Arshavir Blackwell, PhD
At the time, those "positional offset heads" Clark et al. found, the ones mechanically attending to the previous token or next token… their utility was unclear. But skipping ahead to Olsson and colleagues' work in 2022, it turns out those heads have significant value. They form the backbone of in-context learning. Induction circuits give models the ability to generalize from a few examples. One head finds where in the context a piece of text appeared before, another copies what followed.

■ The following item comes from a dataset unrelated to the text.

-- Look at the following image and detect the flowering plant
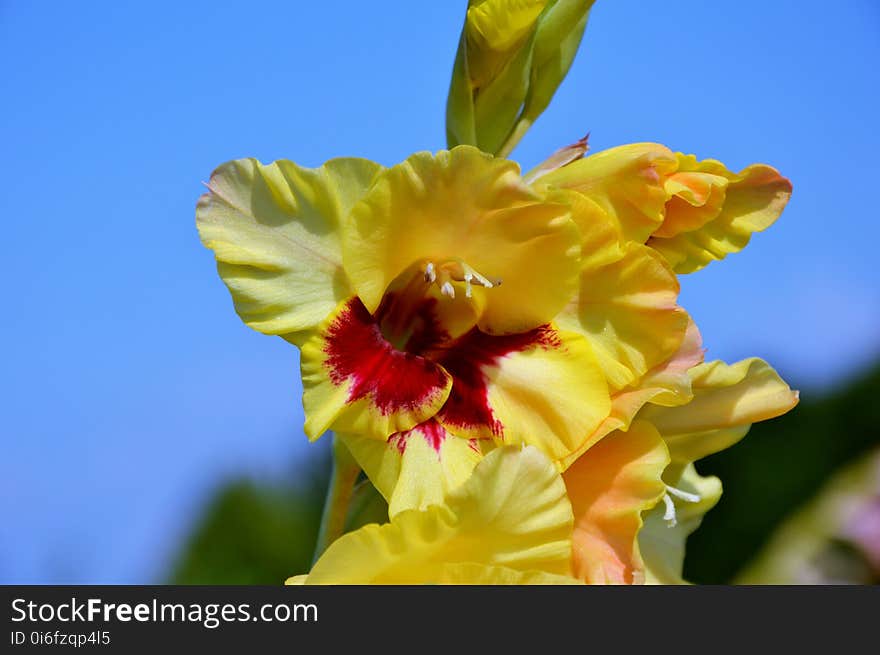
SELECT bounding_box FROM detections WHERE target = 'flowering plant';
[197,0,797,584]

It's a sort of neural pattern search, "last time I saw 'cat', 'sat' came next, so maybe do it again." These mechanical heads are supporting some of the model's most humanlike learning.
Chapter 6
Historical Context and Summary
Arshavir Blackwell, PhD
Early work on simple recurrent networks showed echoes of this pattern of grammatical structure emergent without it being explicitly taught to the network. Prediction pressure makes structure the most efficient way to compress input. This is statistics stacking up until regularities fall out, not magic. Three decades later, it's the same story, but of course the models now have much more complexity and many more free parameters.
Arshavir Blackwell, PhD
Zooming out…attention heads aren't the only part of the story, of course. They are a solid window into how models extract structure. Their traces echo grammar, their redundancies buffer mistakes, and, together with simple positional mechanisms, they lay the groundwork for more sophisticated learning. I’m Arshavir Blackwell. Thanks for joining me inside the black box.